Lagune de Marchica : un site touristique et écologique en pleine mutation à Nador

Lagune de Marchica : un site touristique et écologique en pleine mutation à Nador

À quelques kilomètres du centre-ville de Nador, la lagune de Marchica offre un plan d’eau calme, encadré par la mer Méditerranée, des reliefs montagneux et un cordon dunaire. Longtemps fragilisé par des pressions anthropiques et un envasement progressif, ce site naturel fait l’objet d’un programme de réhabilitation d’envergure.

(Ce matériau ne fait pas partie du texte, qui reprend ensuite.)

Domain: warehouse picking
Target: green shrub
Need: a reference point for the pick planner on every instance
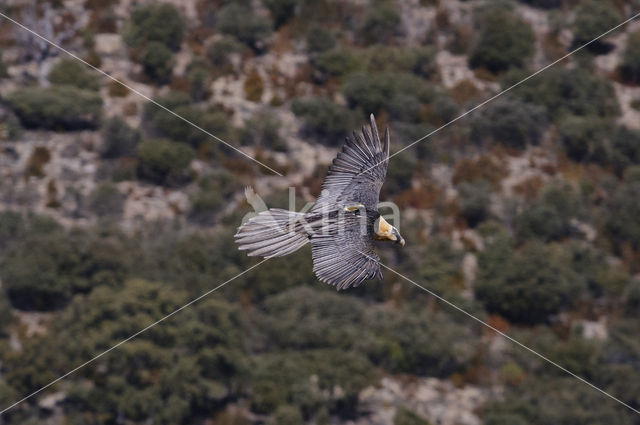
(337, 62)
(504, 41)
(374, 92)
(528, 285)
(475, 200)
(281, 10)
(164, 162)
(4, 69)
(622, 222)
(630, 67)
(56, 108)
(568, 91)
(404, 416)
(263, 130)
(161, 23)
(213, 193)
(510, 122)
(198, 76)
(157, 62)
(119, 139)
(593, 18)
(219, 51)
(324, 120)
(381, 24)
(544, 4)
(106, 201)
(549, 216)
(240, 21)
(167, 125)
(70, 72)
(585, 138)
(319, 39)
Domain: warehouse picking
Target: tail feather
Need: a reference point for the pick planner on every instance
(272, 233)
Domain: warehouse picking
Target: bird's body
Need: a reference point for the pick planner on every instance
(342, 226)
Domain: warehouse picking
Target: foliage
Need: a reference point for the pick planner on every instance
(549, 216)
(504, 41)
(511, 122)
(70, 72)
(623, 211)
(119, 139)
(157, 62)
(170, 126)
(527, 285)
(475, 199)
(281, 10)
(319, 39)
(584, 138)
(219, 51)
(253, 86)
(630, 67)
(37, 277)
(381, 23)
(164, 162)
(593, 18)
(106, 201)
(240, 21)
(394, 92)
(56, 108)
(325, 120)
(161, 23)
(568, 91)
(407, 417)
(212, 193)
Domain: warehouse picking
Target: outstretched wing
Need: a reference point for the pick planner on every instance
(343, 253)
(358, 172)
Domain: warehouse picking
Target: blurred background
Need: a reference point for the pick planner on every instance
(113, 212)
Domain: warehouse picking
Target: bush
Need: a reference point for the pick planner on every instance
(630, 67)
(167, 125)
(56, 108)
(239, 20)
(510, 122)
(504, 41)
(219, 51)
(319, 39)
(381, 24)
(374, 92)
(106, 201)
(584, 138)
(337, 62)
(544, 4)
(119, 139)
(622, 223)
(161, 23)
(549, 216)
(528, 285)
(73, 73)
(475, 200)
(198, 76)
(157, 62)
(324, 120)
(568, 91)
(594, 17)
(164, 162)
(281, 10)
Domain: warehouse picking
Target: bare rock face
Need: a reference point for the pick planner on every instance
(438, 401)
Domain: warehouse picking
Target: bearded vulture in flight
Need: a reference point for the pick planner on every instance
(344, 222)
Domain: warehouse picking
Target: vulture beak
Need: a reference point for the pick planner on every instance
(399, 239)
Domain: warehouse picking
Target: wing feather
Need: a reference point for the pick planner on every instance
(358, 171)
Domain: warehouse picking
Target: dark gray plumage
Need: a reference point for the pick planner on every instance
(343, 224)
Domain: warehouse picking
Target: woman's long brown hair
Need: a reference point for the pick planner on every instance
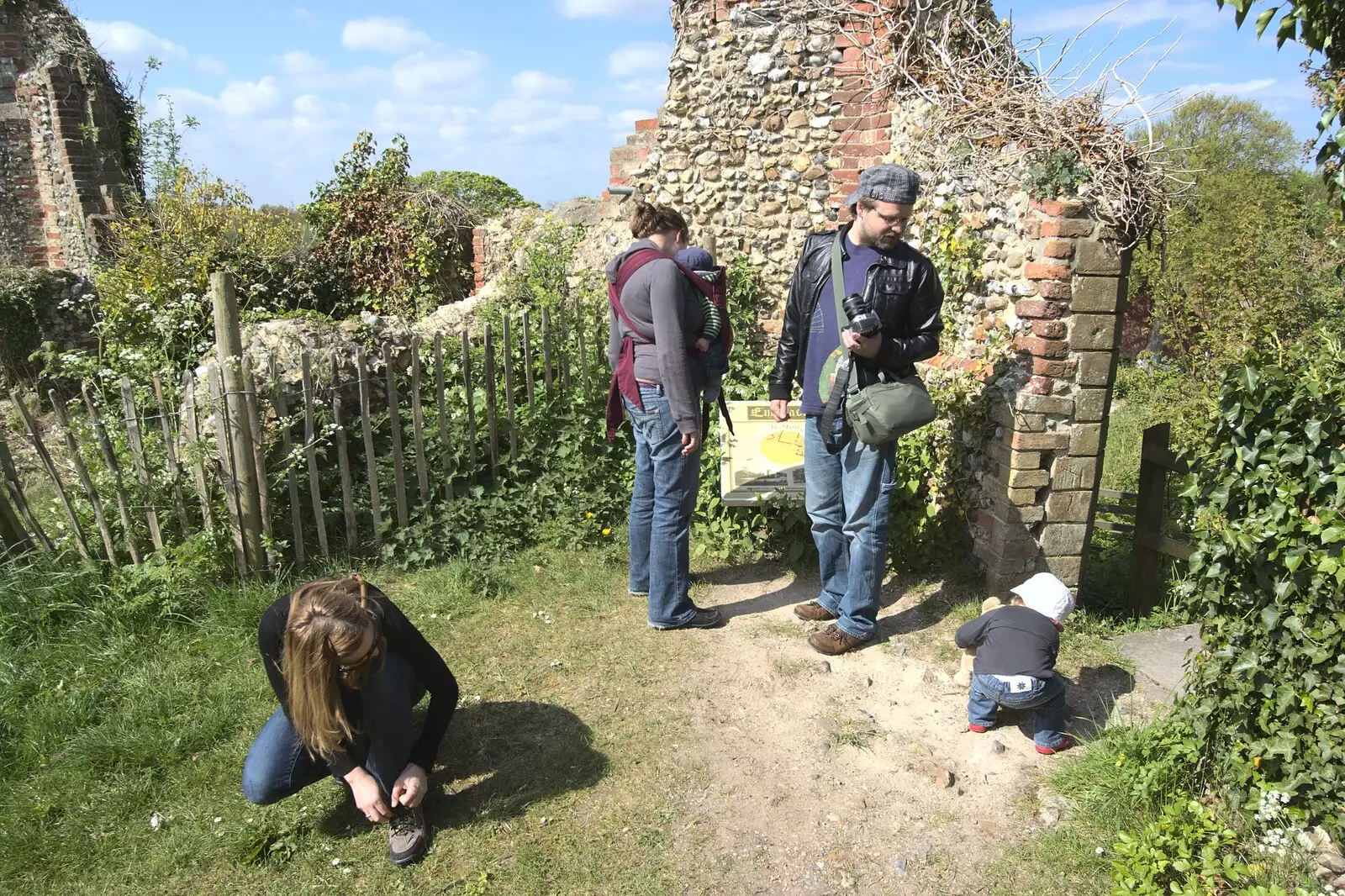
(649, 219)
(329, 619)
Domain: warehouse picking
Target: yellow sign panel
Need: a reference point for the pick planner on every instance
(763, 458)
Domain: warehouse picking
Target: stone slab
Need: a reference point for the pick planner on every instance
(1161, 658)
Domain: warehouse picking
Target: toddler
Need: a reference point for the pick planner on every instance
(1015, 661)
(712, 350)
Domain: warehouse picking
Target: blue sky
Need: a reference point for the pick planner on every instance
(537, 92)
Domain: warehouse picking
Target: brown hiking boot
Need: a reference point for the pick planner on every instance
(831, 640)
(408, 835)
(813, 611)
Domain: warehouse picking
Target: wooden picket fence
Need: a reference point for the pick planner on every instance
(451, 416)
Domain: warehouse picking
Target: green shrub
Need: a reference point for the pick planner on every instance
(1268, 696)
(1059, 172)
(1185, 851)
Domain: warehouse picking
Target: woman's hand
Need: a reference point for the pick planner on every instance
(410, 786)
(369, 795)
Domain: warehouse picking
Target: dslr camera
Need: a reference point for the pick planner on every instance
(864, 319)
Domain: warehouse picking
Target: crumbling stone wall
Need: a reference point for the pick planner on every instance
(771, 113)
(64, 163)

Un écosystème lagunaire sous surveillance

La lagune de Marchica, également connue sous le nom de Sebkha Bou Areg, s’étend sur environ 115 kilomètres carrés. Elle constitue l’une des plus grandes lagunes côtières du Maroc. Sa biodiversité, qui inclut des espèces migratrices d’oiseaux et des herbiers marins, est reconnue par la convention de Ramsar depuis 2005.

Les autorités locales ont engagé, depuis 2015, un plan de sauvegarde et de valorisation. Ce plan comprend le dragage des sédiments, la restauration des zones humides et la création de voies d’eau pour améliorer la circulation hydraulique. Selon des données officielles, plus de 300 millions de dirhams ont été alloués à ce projet.

Un pôle touristique en développement

La lagune est également au cœur d’un projet de développement touristique porté par l’Agence pour l’aménagement de la lagune de Marchica. Ce projet prévoit la construction de complexes hôteliers, de parcours de golf et d’infrastructures de loisirs, tout en respectant des normes environnementales strictes.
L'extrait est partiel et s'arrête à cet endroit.